In the first study, published in the journal Bloodresearchers have discovered a protein expressed by blood stem cells that could help identify, study and deploy the cells for treatments.

“We show that this protein, syndecan-2, identifies primitive blood stem cells and regulates stem cell function,” said John Chute, MD, director of the division of hematology and cell therapy at Cedars. -Sinai and lead author of the study.

Blood stem cells are found in small amounts in the bone marrow and in peripheral blood – the type that travels through the heart, arteries, capillaries and veins. These stem cells are of interest to scientists because they produce all the blood cells and immune cells in the body. They are used in the curative treatment of people with leukemia and lymphoma.

This approach faces a major challenge: hematopoietic stem cells represent less than 0.01% of bone marrow and peripheral blood cells, and there is not yet a good way to separate them from other cells. This means that when people receive infusions of bone marrow and peripheral blood cells, they get a small number of therapeutic stem cells as well as many other cells that are not.

To study this phenomenon, researchers in the Chute lab led by first author Christina M. Termini, PhD, extracted bone marrow cells from adult mice and ran the samples through a device that can detect hundreds of different cell types. depending on the proteins that live. on their surfaces. This process revealed that hematopoietic stem cells have a high concentration of syndecan-2, which is part of a family of proteins called heparan sulfate proteoglycans, on the cell surface.

Researchers have discovered that this protein plays an important role in the reproduction of hematopoietic stem cells. When stem cells expressing syndecan-2 were transplanted into mice after irradiation, their cells repopulated. But when stem cells lacking syndecan-2 were transplanted, the cells stopped replicating.

By transplanting only cells that express syndecan-2, it may be possible to make blood stem cell transplants more effective and less toxic.

Second discovery

The second discovery by Chute and his team – published in the journal Nature Communication — revealed a mechanism by which blood vessels in the bone marrow respond to injury, such as chemotherapy or radiation therapy.

When people receive radiation or chemotherapy as part of their cancer treatment, their blood counts drop.
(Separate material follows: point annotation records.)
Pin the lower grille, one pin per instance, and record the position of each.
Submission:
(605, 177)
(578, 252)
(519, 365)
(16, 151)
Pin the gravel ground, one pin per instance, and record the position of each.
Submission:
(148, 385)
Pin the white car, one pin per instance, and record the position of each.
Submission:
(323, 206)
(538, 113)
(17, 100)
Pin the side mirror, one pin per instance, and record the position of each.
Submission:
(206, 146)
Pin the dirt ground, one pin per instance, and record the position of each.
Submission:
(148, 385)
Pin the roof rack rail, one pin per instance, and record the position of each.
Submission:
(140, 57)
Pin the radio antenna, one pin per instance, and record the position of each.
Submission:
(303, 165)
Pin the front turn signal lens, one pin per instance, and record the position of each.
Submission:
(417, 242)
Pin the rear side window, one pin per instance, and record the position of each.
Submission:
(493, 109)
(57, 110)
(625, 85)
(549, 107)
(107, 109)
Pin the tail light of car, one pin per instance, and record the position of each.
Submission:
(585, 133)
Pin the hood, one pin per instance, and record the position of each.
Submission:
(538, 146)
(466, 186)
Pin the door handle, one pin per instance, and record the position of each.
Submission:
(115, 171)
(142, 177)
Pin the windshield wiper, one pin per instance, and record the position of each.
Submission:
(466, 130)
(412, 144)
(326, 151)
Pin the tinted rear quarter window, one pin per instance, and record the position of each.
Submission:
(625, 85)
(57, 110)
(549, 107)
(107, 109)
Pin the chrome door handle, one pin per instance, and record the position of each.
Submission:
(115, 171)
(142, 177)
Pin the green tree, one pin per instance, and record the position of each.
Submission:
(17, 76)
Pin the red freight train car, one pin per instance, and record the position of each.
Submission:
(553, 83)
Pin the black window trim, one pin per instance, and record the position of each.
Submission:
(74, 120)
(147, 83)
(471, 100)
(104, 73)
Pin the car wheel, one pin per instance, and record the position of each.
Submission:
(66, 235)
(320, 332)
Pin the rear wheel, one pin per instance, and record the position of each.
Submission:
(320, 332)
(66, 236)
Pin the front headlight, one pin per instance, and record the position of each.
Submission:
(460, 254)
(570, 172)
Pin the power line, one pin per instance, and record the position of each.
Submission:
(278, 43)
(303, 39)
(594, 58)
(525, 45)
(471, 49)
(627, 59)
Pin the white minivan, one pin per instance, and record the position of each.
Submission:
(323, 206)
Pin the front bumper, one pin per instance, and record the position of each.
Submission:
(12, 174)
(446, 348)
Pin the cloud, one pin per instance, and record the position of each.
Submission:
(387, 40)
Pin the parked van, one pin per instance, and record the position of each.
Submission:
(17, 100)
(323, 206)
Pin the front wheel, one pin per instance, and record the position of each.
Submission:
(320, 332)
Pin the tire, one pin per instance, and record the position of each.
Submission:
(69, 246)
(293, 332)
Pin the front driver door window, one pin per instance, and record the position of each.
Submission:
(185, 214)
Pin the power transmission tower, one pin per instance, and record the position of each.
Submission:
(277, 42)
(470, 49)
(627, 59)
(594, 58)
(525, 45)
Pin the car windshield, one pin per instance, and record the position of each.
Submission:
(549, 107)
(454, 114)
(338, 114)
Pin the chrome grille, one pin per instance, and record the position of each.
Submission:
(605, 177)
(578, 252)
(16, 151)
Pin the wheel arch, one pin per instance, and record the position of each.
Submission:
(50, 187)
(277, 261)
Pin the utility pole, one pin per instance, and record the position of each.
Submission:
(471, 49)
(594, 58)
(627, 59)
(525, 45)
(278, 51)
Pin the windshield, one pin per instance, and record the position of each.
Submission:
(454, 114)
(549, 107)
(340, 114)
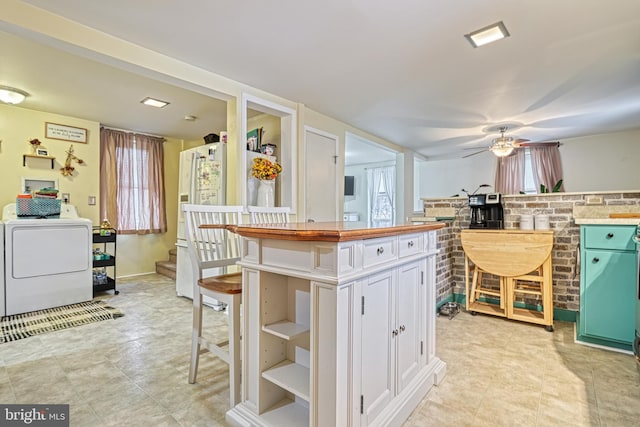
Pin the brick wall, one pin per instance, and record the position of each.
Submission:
(559, 207)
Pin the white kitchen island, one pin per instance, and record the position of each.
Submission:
(339, 324)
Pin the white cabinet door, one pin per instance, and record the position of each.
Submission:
(408, 306)
(378, 319)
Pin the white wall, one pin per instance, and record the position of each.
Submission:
(357, 202)
(444, 178)
(606, 162)
(602, 162)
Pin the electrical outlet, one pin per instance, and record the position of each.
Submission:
(594, 200)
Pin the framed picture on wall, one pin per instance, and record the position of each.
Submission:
(65, 133)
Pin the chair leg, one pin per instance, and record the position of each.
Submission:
(196, 333)
(234, 351)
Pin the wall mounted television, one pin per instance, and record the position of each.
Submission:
(349, 185)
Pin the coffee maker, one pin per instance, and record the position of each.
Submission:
(486, 211)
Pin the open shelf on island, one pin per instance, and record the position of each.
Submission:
(291, 377)
(287, 413)
(286, 329)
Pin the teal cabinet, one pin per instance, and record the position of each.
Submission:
(608, 274)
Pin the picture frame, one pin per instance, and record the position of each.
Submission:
(65, 132)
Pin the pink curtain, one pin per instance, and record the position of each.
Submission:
(132, 182)
(510, 173)
(547, 166)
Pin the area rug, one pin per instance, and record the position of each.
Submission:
(25, 325)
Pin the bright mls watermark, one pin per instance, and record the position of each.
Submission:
(34, 415)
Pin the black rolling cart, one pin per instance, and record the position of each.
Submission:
(104, 260)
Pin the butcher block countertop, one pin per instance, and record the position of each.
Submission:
(607, 215)
(329, 231)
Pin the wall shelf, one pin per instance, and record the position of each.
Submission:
(33, 156)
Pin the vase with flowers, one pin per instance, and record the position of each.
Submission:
(266, 172)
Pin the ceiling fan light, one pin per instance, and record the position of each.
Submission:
(10, 95)
(487, 34)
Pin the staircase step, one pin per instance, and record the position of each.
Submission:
(166, 268)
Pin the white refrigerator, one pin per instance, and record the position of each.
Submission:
(202, 181)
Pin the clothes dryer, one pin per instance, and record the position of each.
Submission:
(48, 262)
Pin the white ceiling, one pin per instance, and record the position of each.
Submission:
(401, 70)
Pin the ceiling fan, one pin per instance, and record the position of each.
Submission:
(504, 145)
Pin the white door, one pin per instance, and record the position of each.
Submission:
(320, 171)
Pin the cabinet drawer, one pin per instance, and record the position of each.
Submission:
(378, 251)
(610, 237)
(409, 244)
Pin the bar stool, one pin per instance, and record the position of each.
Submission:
(212, 245)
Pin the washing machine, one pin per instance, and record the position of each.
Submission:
(48, 262)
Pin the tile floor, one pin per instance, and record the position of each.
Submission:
(132, 371)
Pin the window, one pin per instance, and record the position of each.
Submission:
(381, 184)
(529, 181)
(526, 170)
(132, 182)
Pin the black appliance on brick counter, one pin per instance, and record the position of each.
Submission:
(486, 211)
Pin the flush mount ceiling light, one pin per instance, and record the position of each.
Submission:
(154, 102)
(10, 95)
(488, 34)
(503, 145)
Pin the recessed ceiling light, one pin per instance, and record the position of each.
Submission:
(488, 34)
(154, 102)
(10, 95)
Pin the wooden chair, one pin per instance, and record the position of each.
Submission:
(260, 215)
(211, 245)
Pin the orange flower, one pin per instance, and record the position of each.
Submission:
(265, 169)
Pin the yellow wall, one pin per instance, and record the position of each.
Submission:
(17, 127)
(135, 254)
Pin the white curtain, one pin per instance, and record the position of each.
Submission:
(510, 173)
(381, 184)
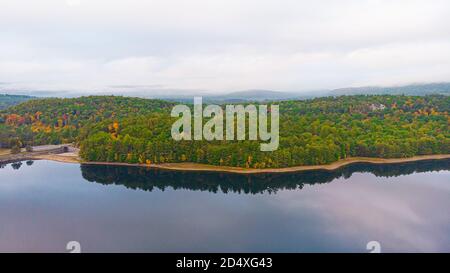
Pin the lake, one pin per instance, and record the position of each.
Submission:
(44, 205)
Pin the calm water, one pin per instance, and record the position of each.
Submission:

It usually takes several weeks for these numbers to return to normal levels.

Chute and his colleagues found that when mice receive radiation therapy, cells that line the inside walls of blood vessels in the bone marrow produce a protein called semaphorin 3A. This protein tells another protein, called neuropilin 1, to kill damaged blood vessels in the bone marrow.

When researchers blocked the ability of these blood vessel cells to produce neuropilin 1 or semaphorin 3A, or injected an antibody that blocks communication of semaphorin 3A with neuropilin 1, the bone marrow vasculature regenerated after irradiation. Also, the blood count increased dramatically after a week.

“We discovered a mechanism that appears to control how blood vessels regenerate after injury,” said Chute, lead author of the paper. “Inhibiting this mechanism leads to rapid recovery of blood vessels and blood cells in the bone marrow after chemotherapy or radiation. In principle, targeting this mechanism could allow patients to recover from chemotherapy within one to two weeks, instead of three or four weeks as is currently the case.”

Termini, a postdoctoral researcher at UCLA’s David Geffen School of Medicine, was first author on both studies.